Comment déjouer la peur ?

Dans la continuité du dossier « Vivez-vous Peur ou Amour ? » (Article Les deux courants d’énergie : Peur et Amour), je propose ici des éléments de compréhension pour aller vers l’Amour, ici Amour s’entend comme un ressenti universel embrassant la confiance en soi, en la vie, une acceptation de la nouveauté et une capacité d’adaptation. Cette énergie « Amour » est en chacun de nous, elle est parfois comme le soleil caché derrière de gros nuages gris, il s’agit de la retrouver.

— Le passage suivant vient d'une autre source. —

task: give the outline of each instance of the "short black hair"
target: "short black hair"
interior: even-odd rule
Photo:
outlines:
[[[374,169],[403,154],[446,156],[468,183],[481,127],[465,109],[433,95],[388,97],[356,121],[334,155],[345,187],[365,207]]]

Je propose de comprendre comment se construit l’énergie dominante de Peur. Comment elle s’insinue en soi de façon subtile jusqu’à ne plus la conscientiser et comment elle crée nos vies entières. Il s’agit ici de PRENDRE CONSCIENCE de ses fonctionnements, étape indispensable pour ensuite les transformer. Après cette compréhension, il y a de forte chance pour que vous ayez envie de vous débarrasser de cette énergie de Peur pour créer celle d’Amour.

Un monde en mouvement

« Il n’y a qu’une chose qui ne change pas, c’est le changement ».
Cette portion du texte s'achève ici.